Saída do sistema? Mais crise!
Mesmo que a atual turbulência pudesse se acalmar por um certo período, está evidente que a economia mundial passa por um ponto de inflexão. O período de créditos baratos, que proporcionaram o crescimento mundial no mundo desde 2001, está chegando ao fim. É possível que as grandes potências econômicas tentem manter o crescimento por mais um período usando as suas reservas. Mas isso só vai agravar os desequilíbrios.
A única “solução” ao excesso de capital e capacidade de produção que o capitalismo conhece é a crise econômica, com uma massiva destruição de capital. Que dizer, fechamento de fábricas, locais de trabalhos, demissões em massa e miséria para os trabalhadores do mundo.

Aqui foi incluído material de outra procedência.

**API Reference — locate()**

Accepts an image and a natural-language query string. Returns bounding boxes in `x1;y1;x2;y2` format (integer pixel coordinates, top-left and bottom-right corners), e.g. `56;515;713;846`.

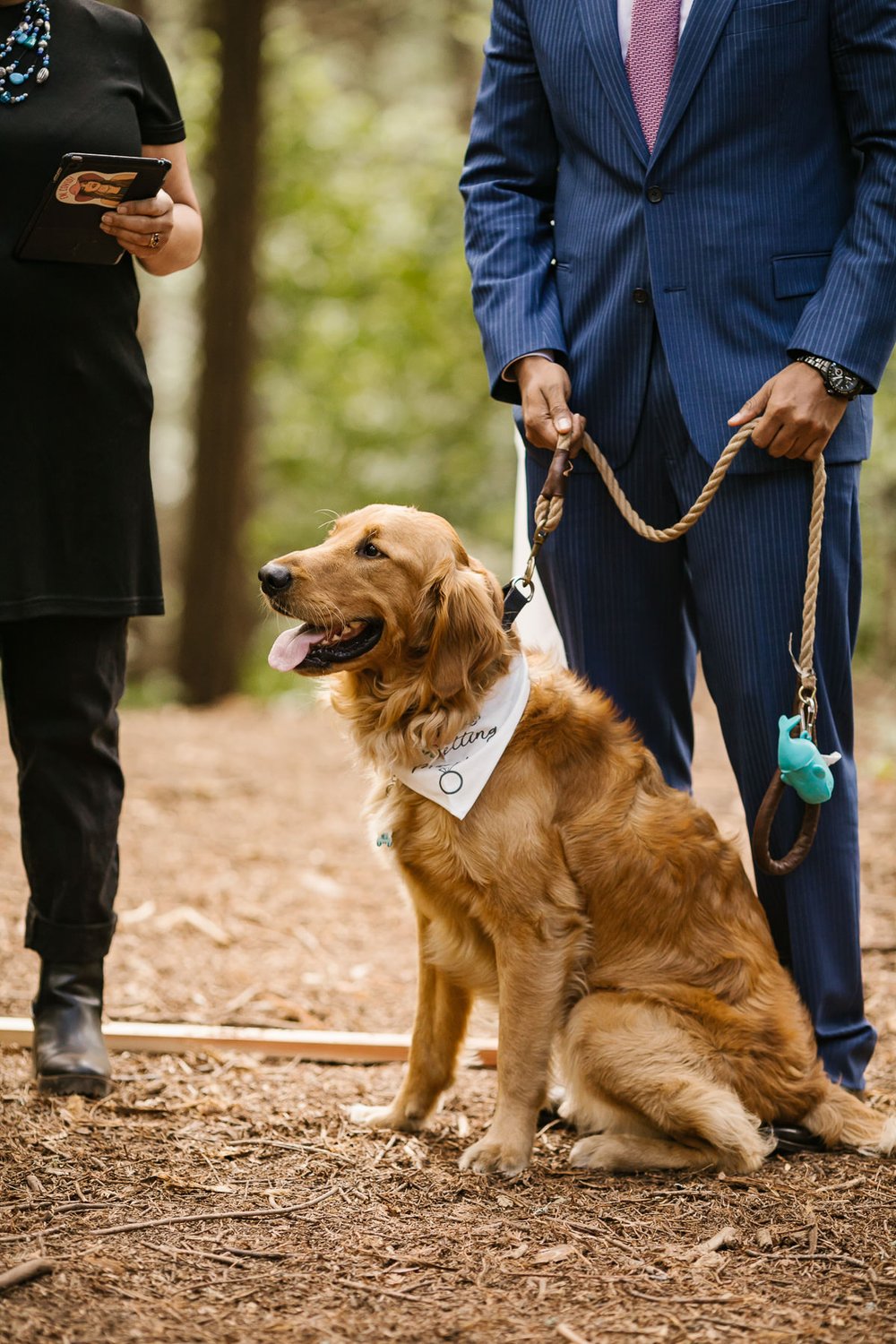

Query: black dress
0;0;184;621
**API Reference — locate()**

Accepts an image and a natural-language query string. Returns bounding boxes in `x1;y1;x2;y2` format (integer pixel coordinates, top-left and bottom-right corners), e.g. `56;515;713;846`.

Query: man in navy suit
461;0;896;1091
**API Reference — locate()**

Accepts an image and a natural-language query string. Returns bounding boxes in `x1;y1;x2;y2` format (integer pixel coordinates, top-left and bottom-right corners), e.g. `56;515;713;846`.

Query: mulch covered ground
0;685;896;1344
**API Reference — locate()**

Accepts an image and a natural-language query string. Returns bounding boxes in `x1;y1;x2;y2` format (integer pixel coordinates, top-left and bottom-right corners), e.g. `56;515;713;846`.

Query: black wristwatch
794;352;866;402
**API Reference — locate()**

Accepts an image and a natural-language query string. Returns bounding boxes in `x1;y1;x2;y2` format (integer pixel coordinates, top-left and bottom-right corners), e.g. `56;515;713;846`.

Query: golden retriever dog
259;505;896;1175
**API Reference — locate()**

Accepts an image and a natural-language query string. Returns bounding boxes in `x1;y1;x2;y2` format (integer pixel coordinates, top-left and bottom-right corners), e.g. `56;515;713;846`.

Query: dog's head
258;504;516;747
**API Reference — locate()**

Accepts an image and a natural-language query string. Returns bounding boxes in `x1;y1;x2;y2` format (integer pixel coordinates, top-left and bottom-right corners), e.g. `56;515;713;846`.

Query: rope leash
505;418;826;878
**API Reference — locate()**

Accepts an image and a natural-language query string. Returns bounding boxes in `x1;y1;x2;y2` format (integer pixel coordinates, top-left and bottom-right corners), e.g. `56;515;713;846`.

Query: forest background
121;0;896;703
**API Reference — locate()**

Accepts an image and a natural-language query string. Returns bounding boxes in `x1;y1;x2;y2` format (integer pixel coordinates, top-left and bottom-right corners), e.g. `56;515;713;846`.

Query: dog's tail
802;1083;896;1158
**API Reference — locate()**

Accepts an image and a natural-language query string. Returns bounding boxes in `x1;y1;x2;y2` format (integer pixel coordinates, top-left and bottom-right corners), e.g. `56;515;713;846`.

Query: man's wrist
793;349;871;402
501;349;556;383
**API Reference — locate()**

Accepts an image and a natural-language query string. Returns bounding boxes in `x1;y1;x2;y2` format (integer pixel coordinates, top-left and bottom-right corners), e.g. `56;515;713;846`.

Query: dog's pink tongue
267;628;323;672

Existe um outro fator importante por trás do aumento da exploração dos trabalhadores no mundo. Desde o colapso do stalinismo e o processo de re-introdução do capitalismo na China, centenas de milhões de trabalhadores se incorporaram ao mercado mundial, na China, na Índia, na Rússia e no Leste Europeu. Os capitalistas usaram isso para aumentar a exploração, mudando a produção para países onde o custo da mão de obra é muito baixo e a classe trabalhadora não é organizada. Isso, por sua vez, foi usado para pressionar os trabalhadores nos países ricos a aceitar piores condições e salários mais baixos. Dessa maneira os lucros foram recuperados, ainda que temporariamente, já que o poder aquisitivo da classe trabalhadora no Ocidente está sendo reduzido.
Mas a classe trabalhadora da China e outros países não aceitará ser super-explorada para sempre. Na China já acontecem dezenas de milhares de atos de protestos, desde pequenas greves até batalhas com a polícia envolvendo dezenas de milhares de pessoas. Ainda falta bastante para os trabalhadores da China conseguirem construir organizações poderosas que podem desafiar a ditadura burocrática que governa o país e a exploração capitalista crescente. Mas quando isso acontecer, junto com um futuro levante dos trabalhadores dos EUA, vamos vivenciar uma força capaz de acabar com o capitalismo do mundo, se ela também buscar uma alternativa socialista.
A única alternativa para os trabalhadores do mundo é lutar contra esse sistema explorador e caótico, lutar por uma sociedade socialista, onde a produção é feita de acordo com as necessidades do povo e não para os lucros de uma pequena elite.